Pretraining of a Swiss Long Legal BERT Model
We will scrape legal text in German, French and Italian to pretrain a Swiss Long Legal BERT model capable of performing NLP tasks better in the Swiss legal domain.
Factsheet
- Lead school Business School
- Institute(s) Institute for Public Sector Transformation
- Research unit(s) Digital Sustainability Lab
- Funding organisation Others
- Duration (planned) 15.12.2021 - 31.12.2022
- Project management Prof. Dr. Matthias Stürmer
- Head of project Joël Niklaus
-
Project staff
Alperen Bektas
Veton Matoshi - Partner Schweizerisches Bundesgericht
Situation
We see a clear research gap that BERT models capable of handling long mul- tilingual text are currently underexplored (gap 1). Additionally, to the best of our knowledge, there is no multilingual legal BERT model available yet (gap 2).
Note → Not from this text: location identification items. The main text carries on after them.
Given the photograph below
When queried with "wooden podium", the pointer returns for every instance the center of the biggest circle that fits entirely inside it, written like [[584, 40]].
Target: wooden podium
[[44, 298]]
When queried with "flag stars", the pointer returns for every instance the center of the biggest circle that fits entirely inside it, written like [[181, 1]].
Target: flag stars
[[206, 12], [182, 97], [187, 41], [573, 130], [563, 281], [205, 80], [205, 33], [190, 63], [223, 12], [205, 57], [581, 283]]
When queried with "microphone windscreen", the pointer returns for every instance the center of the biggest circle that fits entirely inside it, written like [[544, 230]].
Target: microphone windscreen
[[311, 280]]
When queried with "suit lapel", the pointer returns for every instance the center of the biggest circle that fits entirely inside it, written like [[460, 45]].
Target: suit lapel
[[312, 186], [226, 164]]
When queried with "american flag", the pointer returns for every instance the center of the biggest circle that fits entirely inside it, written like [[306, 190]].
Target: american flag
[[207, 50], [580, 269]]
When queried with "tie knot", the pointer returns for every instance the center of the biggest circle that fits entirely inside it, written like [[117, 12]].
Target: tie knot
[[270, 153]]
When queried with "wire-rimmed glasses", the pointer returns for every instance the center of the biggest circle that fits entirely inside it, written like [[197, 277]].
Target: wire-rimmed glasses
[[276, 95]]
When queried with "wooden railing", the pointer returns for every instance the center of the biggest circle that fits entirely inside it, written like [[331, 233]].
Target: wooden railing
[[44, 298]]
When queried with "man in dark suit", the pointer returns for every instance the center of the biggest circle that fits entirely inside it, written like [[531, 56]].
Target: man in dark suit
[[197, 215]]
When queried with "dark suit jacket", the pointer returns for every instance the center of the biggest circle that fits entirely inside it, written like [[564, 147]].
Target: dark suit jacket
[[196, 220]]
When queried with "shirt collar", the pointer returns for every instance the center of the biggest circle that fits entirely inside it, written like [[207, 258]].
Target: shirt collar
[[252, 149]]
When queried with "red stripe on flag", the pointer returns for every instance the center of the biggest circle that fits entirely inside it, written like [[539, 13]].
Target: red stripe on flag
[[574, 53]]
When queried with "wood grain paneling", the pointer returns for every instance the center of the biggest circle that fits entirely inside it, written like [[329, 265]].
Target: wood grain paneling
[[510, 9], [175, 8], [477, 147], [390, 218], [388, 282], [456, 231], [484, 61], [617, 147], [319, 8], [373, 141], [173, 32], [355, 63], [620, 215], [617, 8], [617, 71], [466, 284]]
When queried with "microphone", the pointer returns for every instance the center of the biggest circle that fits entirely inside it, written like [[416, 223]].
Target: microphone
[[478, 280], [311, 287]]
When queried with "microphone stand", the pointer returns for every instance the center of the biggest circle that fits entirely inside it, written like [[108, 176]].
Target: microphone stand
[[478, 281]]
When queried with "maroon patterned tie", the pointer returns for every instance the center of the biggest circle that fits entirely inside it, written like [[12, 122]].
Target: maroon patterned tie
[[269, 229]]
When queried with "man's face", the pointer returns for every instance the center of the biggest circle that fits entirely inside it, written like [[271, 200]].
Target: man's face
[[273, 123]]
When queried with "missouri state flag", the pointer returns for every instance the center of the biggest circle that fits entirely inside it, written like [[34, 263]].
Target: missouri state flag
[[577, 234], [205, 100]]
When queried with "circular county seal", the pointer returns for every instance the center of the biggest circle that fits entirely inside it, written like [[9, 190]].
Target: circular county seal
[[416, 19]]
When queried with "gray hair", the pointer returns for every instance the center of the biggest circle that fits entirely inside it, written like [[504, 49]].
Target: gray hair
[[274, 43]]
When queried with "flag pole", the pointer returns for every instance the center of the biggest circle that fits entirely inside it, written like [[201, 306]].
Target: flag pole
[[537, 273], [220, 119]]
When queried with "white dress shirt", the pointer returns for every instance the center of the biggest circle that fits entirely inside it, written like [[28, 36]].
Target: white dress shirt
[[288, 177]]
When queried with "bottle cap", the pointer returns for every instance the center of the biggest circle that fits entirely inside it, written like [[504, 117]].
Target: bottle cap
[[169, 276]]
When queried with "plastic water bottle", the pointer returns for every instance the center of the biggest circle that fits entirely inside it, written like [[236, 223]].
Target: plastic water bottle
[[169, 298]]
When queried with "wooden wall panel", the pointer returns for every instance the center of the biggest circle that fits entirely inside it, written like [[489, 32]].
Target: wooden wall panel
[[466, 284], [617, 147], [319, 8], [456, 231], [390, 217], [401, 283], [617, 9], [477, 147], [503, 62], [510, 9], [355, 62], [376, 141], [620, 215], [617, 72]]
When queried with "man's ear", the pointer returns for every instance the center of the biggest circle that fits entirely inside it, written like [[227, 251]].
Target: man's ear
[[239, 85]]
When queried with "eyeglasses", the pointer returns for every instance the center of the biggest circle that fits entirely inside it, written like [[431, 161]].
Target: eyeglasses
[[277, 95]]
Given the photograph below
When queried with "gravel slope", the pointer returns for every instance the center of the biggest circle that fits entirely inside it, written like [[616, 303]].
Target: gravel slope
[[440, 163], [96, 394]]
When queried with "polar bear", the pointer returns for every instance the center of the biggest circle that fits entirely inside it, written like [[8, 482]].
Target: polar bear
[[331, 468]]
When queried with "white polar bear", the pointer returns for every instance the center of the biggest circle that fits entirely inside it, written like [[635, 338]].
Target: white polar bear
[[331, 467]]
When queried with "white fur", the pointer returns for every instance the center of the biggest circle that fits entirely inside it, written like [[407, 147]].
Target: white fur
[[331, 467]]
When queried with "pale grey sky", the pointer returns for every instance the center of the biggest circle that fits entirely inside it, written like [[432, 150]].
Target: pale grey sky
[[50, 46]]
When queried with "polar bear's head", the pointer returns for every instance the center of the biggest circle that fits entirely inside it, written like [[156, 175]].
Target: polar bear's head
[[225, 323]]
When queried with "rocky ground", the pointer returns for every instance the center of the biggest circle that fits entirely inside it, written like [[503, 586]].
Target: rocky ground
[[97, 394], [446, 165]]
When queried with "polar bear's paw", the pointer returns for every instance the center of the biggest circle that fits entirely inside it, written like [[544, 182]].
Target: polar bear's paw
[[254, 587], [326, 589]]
Tay et al. 2020b present a benchmark for evaluating BERT-like models capable of handling long input and conclude preliminarily that BigBird Zaheer et al., 2020 is the currently best performing variant.
Course of action
We thus propose to pretrain a BERT-like model (likely BigBird) on multi- lingual long text to fill the first research gap. To fill the second gap, we propose to further pretrain Gururangan et al., 2020 this model on multilingual legal text.